Iraqi Christians Forced to Flee Mosul mid ISIS' Threats to Convert or Die

Jul 30, 2014 04:09 PM EDT

Iraqi Christians
Iraqi Christians who fled the violence in the northern city of Mosul pray at a church in the village of Qaraqosh on July 19. (AP)

A mere several years ago, over 60,000 Christians resided in the Iraqi city of Mosul, freely practicing their religion among their Muslim neighbors.

Today, churches in Mosul are eerily silent, as thousands of believers have fled the city after Muslim extremists group ISIS ordered all Christians to convert to Islam, pay a tax or face execution. They later revoked the tax as an option.

"It is no longer possible for Christians to live in Iraq," said the wife of Raad Ghanem, one of 250 Christians who fled to Mar Mattai Monastery which sits atop a mountain 12 miles outside Mosul, according to the Associated Press.

Ghanem's wife, who asked to remain anonymous for safety reasons, said that after going to work one day at the hospital where she had worked for 30 years, she was told to never come back.

 "They told me I couldn't work there because I am Christian," she said. "I told them that I am from Mosul, that this is my home."

While an estimated 2 million Christians called Iraq home in the 1990s, church leaders say that figure plunged to around 200,000 by last year. The sudden rise of ISIS has sent many other Christians fleeing in terror.

Last week, to assert their hatred of Christians, ISIS blew up a tomb believed to be the burial place of the biblical prophet Jonah, who survived in a whale's belly.

Other refugees recounted their horrifying experiences as well.

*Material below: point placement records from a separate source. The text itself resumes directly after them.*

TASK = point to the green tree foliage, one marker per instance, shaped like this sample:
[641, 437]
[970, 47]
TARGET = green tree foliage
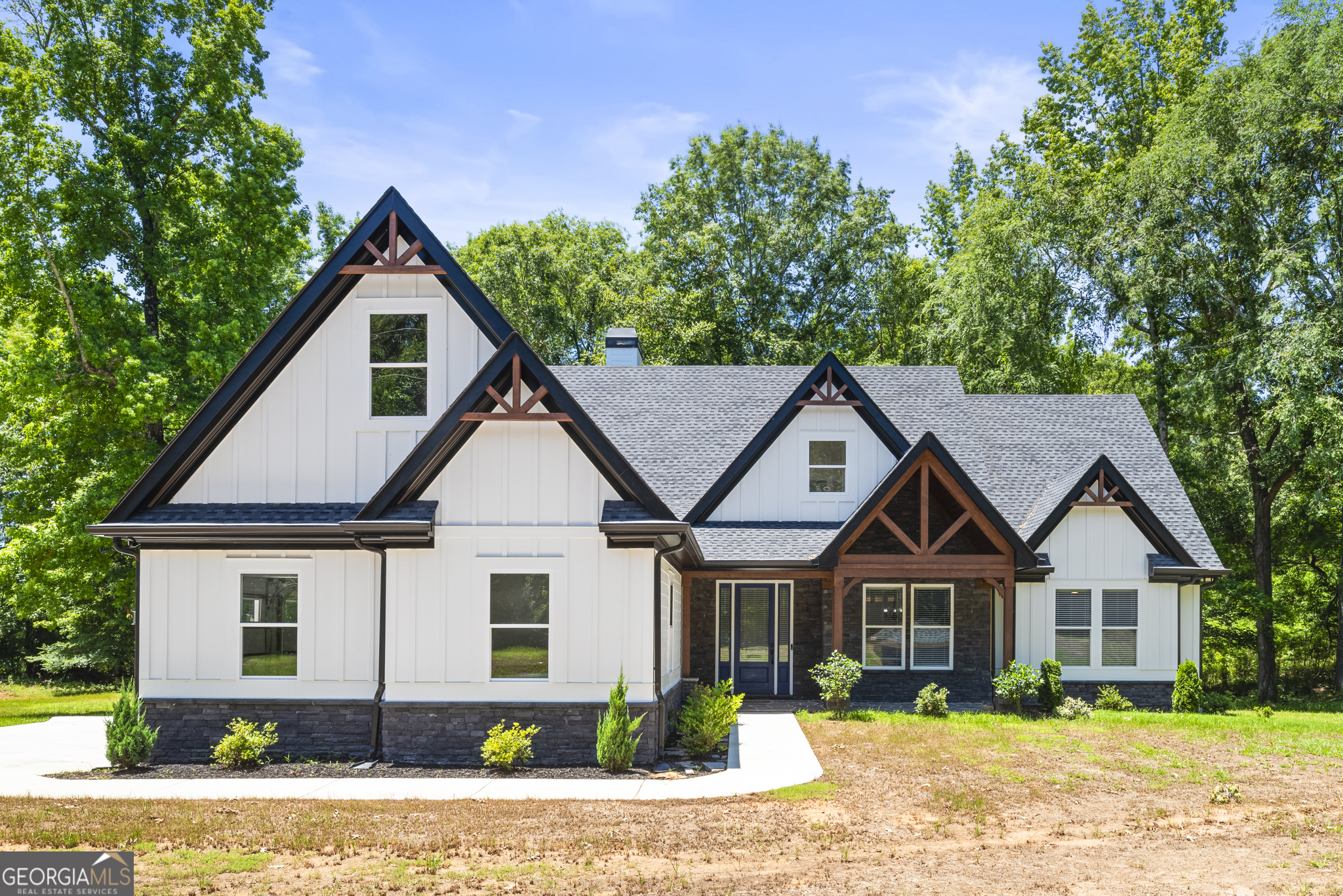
[129, 739]
[138, 263]
[776, 256]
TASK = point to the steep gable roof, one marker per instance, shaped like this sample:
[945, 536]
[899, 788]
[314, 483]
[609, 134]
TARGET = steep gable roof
[515, 360]
[288, 334]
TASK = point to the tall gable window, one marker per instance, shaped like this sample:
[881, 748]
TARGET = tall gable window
[1072, 627]
[1119, 628]
[828, 463]
[520, 625]
[269, 617]
[398, 358]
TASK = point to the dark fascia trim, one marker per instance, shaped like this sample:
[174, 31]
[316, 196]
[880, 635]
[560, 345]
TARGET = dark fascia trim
[287, 335]
[451, 433]
[1025, 558]
[872, 416]
[648, 534]
[1142, 515]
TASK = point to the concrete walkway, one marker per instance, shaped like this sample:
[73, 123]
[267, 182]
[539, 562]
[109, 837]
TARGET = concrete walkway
[767, 751]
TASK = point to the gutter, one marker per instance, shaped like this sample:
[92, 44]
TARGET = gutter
[133, 553]
[375, 734]
[657, 638]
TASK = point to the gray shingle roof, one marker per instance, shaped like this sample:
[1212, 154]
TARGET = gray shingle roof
[683, 426]
[763, 540]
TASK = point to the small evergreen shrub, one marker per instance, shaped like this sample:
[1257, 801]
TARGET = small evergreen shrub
[245, 746]
[1075, 709]
[1108, 697]
[1051, 691]
[837, 676]
[932, 701]
[614, 746]
[1189, 690]
[129, 739]
[1016, 682]
[707, 716]
[507, 749]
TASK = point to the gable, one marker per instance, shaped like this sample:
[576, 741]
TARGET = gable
[776, 486]
[284, 341]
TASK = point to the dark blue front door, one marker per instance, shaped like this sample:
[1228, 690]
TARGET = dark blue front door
[753, 644]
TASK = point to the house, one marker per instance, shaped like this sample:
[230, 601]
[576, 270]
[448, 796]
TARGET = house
[393, 526]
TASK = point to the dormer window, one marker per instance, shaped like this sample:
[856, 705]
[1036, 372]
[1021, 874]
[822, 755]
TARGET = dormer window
[828, 463]
[398, 358]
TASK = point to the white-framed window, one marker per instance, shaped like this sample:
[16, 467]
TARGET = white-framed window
[269, 619]
[931, 627]
[520, 627]
[398, 364]
[828, 465]
[1119, 628]
[884, 627]
[1072, 627]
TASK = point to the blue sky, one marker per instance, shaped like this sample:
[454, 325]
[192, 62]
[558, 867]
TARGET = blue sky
[492, 112]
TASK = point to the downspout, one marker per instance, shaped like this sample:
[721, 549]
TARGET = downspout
[117, 545]
[375, 734]
[657, 640]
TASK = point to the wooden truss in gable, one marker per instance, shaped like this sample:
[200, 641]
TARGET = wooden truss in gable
[391, 262]
[830, 395]
[516, 409]
[1100, 495]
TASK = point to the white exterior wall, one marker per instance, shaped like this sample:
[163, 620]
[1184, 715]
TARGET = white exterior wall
[191, 642]
[310, 437]
[1100, 549]
[775, 488]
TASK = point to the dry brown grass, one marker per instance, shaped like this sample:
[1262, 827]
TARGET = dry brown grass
[962, 805]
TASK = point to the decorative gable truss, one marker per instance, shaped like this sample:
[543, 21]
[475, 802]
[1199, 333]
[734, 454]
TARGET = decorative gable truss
[829, 385]
[498, 393]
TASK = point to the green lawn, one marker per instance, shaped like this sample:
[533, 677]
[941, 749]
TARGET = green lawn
[20, 704]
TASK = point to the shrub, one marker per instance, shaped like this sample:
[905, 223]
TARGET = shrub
[931, 701]
[614, 746]
[129, 739]
[1051, 691]
[506, 749]
[243, 745]
[1016, 682]
[1075, 709]
[707, 716]
[837, 676]
[1108, 697]
[1189, 690]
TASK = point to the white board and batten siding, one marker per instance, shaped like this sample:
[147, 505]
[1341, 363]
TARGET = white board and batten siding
[191, 645]
[1100, 549]
[776, 486]
[311, 436]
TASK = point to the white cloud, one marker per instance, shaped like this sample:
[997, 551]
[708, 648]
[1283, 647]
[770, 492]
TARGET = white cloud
[523, 123]
[969, 104]
[647, 140]
[292, 62]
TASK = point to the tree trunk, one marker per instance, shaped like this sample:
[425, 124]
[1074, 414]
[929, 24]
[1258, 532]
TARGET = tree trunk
[1267, 644]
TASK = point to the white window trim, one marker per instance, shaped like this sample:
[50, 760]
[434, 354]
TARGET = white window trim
[489, 636]
[952, 634]
[431, 309]
[848, 467]
[904, 627]
[271, 566]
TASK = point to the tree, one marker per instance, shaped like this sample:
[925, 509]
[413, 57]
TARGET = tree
[775, 254]
[140, 262]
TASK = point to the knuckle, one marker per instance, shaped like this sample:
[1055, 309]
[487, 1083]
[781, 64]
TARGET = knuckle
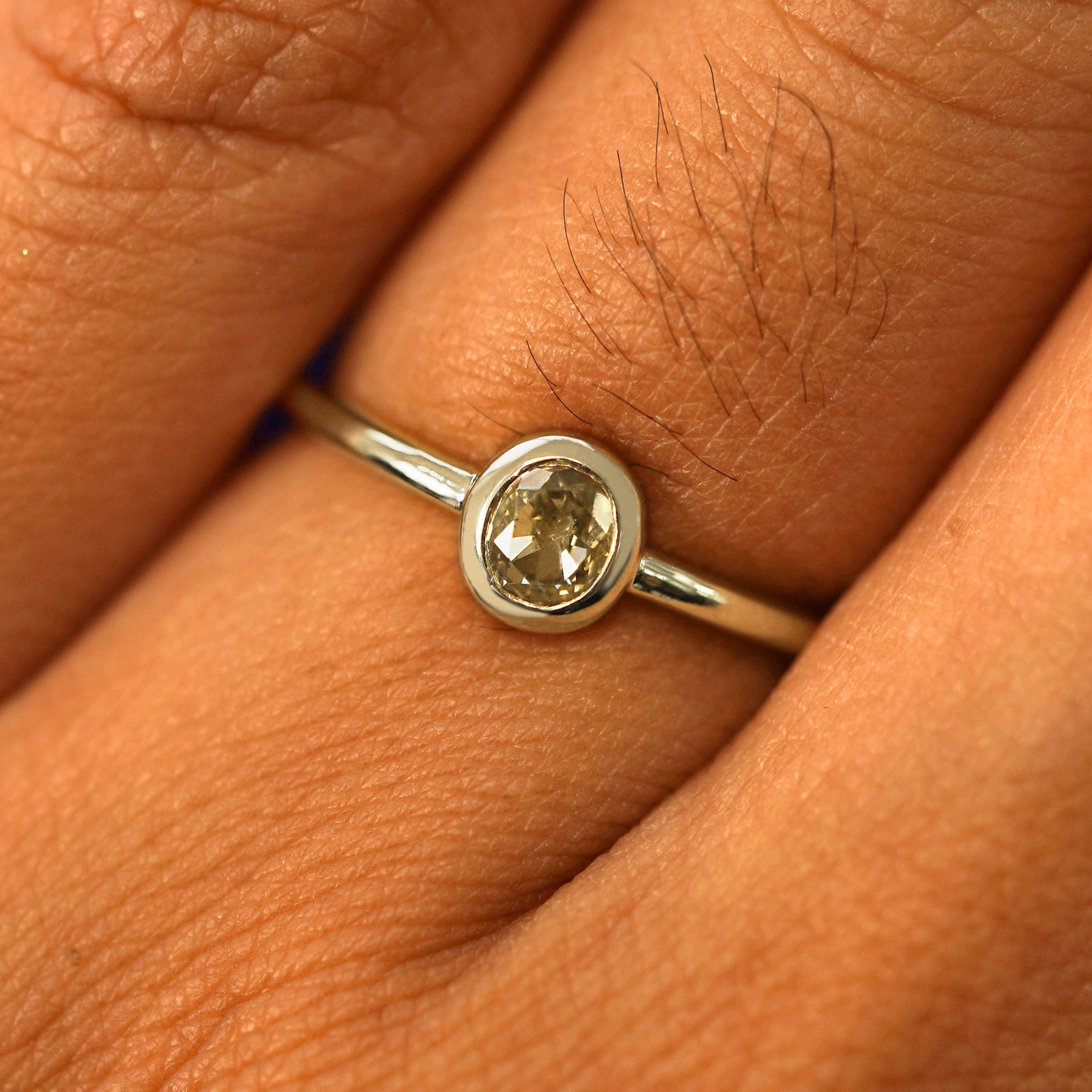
[1009, 62]
[280, 70]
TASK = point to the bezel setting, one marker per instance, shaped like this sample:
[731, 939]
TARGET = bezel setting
[629, 533]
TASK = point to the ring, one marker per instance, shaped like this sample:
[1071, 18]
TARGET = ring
[553, 530]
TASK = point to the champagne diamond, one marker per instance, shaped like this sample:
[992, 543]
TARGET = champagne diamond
[551, 536]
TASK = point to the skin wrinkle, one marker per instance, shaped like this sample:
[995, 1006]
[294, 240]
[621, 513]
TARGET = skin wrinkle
[140, 89]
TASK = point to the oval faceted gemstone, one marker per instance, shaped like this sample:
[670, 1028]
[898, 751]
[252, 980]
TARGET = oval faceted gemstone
[551, 536]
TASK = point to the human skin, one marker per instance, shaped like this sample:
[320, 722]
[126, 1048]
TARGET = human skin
[293, 813]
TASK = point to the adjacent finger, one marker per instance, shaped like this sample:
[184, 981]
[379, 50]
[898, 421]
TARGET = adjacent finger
[337, 747]
[883, 885]
[190, 195]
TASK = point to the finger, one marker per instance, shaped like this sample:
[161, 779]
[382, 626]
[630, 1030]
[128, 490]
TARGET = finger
[319, 707]
[885, 883]
[191, 193]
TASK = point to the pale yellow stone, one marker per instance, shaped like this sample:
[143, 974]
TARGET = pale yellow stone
[551, 536]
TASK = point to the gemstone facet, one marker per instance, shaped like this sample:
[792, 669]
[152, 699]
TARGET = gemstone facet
[550, 536]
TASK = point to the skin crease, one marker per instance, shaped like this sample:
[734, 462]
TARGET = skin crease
[280, 818]
[232, 179]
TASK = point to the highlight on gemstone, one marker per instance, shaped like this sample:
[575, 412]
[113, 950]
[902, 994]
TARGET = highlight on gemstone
[551, 536]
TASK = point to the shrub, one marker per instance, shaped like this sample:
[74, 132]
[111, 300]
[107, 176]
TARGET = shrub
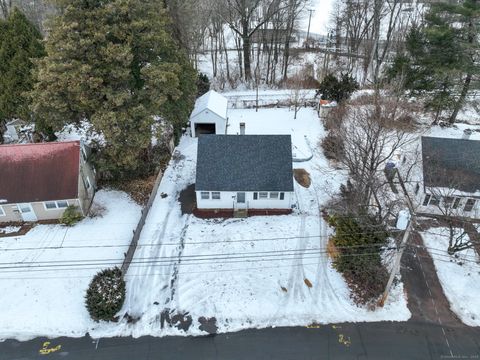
[338, 89]
[359, 246]
[333, 147]
[105, 295]
[71, 216]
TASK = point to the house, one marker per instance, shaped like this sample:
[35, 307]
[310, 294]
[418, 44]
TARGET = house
[247, 173]
[39, 181]
[451, 176]
[16, 131]
[209, 116]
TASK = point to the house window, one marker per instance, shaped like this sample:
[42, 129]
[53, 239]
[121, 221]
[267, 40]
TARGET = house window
[426, 200]
[52, 205]
[263, 195]
[469, 205]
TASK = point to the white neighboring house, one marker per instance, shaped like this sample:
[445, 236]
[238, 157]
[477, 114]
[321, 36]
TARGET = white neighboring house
[451, 177]
[252, 173]
[209, 116]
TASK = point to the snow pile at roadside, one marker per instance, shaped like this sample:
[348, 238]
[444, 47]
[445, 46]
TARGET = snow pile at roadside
[49, 300]
[459, 276]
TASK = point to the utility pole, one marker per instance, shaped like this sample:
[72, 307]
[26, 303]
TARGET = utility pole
[403, 243]
[308, 31]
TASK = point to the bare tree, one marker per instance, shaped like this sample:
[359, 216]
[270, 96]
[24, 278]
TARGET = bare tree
[298, 94]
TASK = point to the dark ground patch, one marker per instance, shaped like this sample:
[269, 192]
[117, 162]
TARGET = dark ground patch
[187, 199]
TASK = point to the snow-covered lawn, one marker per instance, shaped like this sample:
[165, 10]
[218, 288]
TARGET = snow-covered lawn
[244, 272]
[45, 273]
[459, 276]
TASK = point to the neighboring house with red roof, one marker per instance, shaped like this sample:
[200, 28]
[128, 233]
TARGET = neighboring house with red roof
[39, 181]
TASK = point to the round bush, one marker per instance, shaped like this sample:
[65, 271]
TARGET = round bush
[105, 295]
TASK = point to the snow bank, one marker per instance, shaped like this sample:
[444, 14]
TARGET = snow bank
[45, 296]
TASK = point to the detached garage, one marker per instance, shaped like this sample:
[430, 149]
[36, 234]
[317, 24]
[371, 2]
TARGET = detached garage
[209, 115]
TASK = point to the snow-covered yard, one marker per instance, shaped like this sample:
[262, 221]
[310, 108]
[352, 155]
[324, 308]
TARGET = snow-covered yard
[252, 272]
[459, 275]
[45, 273]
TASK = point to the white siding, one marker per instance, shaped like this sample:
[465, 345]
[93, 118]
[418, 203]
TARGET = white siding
[227, 201]
[208, 117]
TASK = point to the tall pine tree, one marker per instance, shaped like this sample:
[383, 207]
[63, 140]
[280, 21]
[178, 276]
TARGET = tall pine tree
[107, 64]
[20, 42]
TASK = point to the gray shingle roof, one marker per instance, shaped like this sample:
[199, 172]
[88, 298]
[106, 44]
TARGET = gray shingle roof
[451, 163]
[244, 163]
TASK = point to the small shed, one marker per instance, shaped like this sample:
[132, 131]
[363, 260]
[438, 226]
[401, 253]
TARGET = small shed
[12, 130]
[209, 116]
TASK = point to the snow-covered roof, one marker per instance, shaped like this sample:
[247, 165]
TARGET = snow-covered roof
[212, 101]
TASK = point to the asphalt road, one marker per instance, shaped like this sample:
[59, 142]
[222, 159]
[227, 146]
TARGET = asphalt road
[382, 340]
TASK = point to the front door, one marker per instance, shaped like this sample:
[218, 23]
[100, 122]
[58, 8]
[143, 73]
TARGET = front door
[26, 210]
[241, 198]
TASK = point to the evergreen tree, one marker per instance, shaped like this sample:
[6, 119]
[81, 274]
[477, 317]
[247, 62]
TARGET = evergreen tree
[440, 57]
[113, 63]
[20, 41]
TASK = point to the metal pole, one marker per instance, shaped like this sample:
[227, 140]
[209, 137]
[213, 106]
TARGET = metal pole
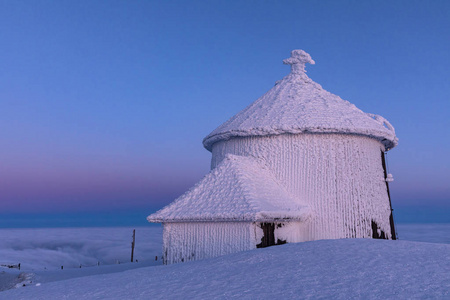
[132, 245]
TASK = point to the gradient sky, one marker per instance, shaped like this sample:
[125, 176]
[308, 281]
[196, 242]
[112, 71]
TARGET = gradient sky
[104, 104]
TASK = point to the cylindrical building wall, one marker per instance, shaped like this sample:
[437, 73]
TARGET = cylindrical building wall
[339, 176]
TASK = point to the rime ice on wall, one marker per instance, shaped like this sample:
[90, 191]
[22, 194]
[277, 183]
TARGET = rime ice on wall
[239, 189]
[199, 240]
[298, 164]
[340, 177]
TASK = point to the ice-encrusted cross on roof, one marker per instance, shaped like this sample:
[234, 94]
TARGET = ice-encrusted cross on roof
[298, 60]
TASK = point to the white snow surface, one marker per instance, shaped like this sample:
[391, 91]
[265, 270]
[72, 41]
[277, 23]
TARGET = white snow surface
[324, 269]
[296, 104]
[238, 189]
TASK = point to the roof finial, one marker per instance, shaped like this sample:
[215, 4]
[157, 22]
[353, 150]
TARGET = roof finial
[298, 60]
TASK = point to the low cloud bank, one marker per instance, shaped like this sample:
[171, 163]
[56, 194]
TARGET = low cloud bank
[51, 248]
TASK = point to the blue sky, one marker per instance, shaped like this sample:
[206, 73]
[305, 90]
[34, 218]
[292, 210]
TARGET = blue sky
[104, 104]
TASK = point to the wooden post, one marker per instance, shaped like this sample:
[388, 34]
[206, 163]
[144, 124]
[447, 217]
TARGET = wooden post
[391, 217]
[132, 245]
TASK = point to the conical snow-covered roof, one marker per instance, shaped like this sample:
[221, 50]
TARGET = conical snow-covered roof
[238, 189]
[296, 104]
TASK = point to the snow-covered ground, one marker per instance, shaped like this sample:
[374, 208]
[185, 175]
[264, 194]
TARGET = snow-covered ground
[353, 268]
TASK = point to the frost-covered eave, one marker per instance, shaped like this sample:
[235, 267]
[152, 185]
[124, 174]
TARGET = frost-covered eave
[279, 216]
[387, 138]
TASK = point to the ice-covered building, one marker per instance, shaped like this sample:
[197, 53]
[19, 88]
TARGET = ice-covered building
[298, 164]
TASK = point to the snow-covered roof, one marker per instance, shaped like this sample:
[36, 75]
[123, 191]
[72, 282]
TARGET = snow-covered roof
[296, 104]
[238, 189]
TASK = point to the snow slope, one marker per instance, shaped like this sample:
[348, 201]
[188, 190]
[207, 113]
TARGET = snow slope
[338, 269]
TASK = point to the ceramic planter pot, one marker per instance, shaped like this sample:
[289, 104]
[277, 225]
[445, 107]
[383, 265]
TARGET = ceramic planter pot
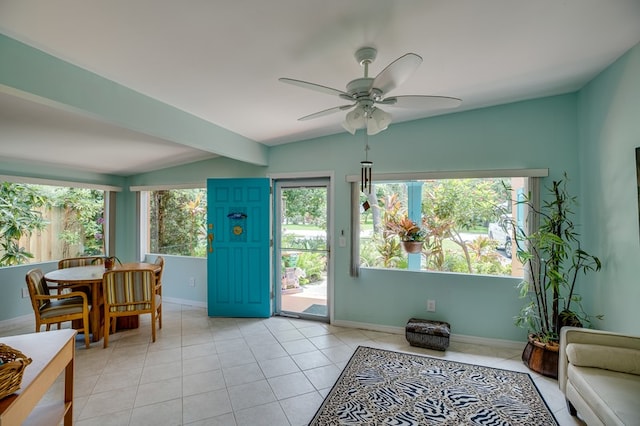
[412, 246]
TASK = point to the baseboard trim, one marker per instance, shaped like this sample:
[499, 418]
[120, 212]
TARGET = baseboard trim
[185, 302]
[459, 338]
[15, 321]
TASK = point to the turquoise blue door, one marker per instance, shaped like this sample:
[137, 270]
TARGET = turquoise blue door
[238, 281]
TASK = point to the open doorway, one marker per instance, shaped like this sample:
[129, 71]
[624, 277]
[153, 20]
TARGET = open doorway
[301, 248]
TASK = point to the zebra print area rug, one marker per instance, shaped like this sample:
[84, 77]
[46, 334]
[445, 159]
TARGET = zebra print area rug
[380, 387]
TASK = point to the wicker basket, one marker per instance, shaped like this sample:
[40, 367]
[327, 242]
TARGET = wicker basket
[13, 364]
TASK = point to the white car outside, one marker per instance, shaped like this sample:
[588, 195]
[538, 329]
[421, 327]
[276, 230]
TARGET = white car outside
[501, 232]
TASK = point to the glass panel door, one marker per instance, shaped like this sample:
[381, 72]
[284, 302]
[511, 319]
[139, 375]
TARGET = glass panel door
[302, 254]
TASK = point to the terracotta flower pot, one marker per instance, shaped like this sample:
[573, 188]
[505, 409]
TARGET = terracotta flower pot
[541, 357]
[109, 263]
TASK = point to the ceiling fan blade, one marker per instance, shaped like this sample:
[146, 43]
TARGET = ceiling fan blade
[397, 72]
[326, 112]
[316, 87]
[422, 102]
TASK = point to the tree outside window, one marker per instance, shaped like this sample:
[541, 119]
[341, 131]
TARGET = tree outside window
[454, 215]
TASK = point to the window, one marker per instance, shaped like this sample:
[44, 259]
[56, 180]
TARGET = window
[41, 223]
[176, 221]
[465, 223]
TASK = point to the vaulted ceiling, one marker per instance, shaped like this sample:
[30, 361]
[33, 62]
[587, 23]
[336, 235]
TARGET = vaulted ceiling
[221, 60]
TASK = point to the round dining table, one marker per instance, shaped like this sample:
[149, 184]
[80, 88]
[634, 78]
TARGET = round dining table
[91, 276]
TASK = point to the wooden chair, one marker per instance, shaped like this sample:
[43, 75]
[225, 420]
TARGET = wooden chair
[55, 309]
[130, 292]
[159, 261]
[72, 262]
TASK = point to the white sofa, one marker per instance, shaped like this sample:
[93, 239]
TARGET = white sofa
[599, 374]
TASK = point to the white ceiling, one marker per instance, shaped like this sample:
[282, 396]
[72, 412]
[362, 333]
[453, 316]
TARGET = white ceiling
[221, 60]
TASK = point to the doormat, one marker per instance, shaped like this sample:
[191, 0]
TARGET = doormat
[381, 387]
[316, 309]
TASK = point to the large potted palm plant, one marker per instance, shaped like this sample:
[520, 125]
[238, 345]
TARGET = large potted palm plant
[553, 259]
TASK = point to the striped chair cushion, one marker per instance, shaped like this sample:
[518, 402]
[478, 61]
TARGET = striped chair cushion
[129, 290]
[72, 262]
[56, 308]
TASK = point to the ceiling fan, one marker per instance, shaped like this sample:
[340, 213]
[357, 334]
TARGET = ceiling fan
[366, 92]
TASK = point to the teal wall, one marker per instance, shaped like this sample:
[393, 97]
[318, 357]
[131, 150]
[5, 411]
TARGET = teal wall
[519, 135]
[609, 122]
[590, 135]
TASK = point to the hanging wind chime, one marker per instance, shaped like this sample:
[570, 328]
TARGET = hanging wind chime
[366, 166]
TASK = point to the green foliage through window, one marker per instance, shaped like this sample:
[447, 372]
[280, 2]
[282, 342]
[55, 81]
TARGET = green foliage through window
[41, 223]
[454, 216]
[177, 222]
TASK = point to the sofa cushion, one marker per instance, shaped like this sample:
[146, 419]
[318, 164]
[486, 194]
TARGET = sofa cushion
[612, 395]
[624, 360]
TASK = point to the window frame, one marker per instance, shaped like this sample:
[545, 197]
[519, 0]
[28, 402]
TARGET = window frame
[142, 211]
[109, 199]
[533, 175]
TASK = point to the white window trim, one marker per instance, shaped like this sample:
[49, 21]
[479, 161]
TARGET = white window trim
[454, 174]
[534, 187]
[53, 182]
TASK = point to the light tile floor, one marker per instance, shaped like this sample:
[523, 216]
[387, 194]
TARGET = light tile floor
[227, 371]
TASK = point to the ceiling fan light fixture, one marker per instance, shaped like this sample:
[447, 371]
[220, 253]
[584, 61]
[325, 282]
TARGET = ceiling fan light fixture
[354, 120]
[378, 121]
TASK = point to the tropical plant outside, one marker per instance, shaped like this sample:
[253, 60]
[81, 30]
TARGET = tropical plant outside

"The houses of Christians were specially marked with the Arabic letter "N," meaning Christian," said Nadia Nafik Ishaq, a woman with a broken leg who is also residing at the monastery.

"It was written that they were the property of the Islamic State. After that, all the properties were robbed. All our things were taken. What is the solution? How long will we have to be here?" Ishaq said.

"When we left in the middle of the night, we were stripped of everything. Money, wallets, jewelry, ID, passports, watches, everything," Raad Ghanem said. "At the Daesh checkpoint on the way out of the city, my wife was even stripped of her earrings. They took everything of value we had."

"They changed our church into a mosque, ruined historic museums and destroyed a monastery and manuscripts that were 1,000 years old. Iraq is gone. Iraq is finished. We're finished. It's impossible for us to go back," he said.

In a brutal manner, ISIS also forced those with disabilities to flee the country.

"It was illegal for us to leave the house, so we knew it wasn't going to end well," said Ikram Hama, who uses a wheelchair."Luckily a Christian soldier helped us, and we escaped late at night with just the clothes on our back."

"Sick people, disabled people, poor people were all forced to leave. They killed my cousin after they looked at his ID," she continued. "We have no money and my sister has a disability. There is no doctor here and no hospitals close by. We are in a bad situation. For us, Iraq is over."

Flora Adwa, a young mother of three, said the terrorist group took her to a mosque and tried to convert her to Islam. Because she refused, ISIS ordered her to leave the country under penalty of death.

"We gave them all our money, but then they took our car and our house," she explained. "They told us that with the money we gave them we could go anywhere but Mosul. We cannot return. We are finished. What is our future?"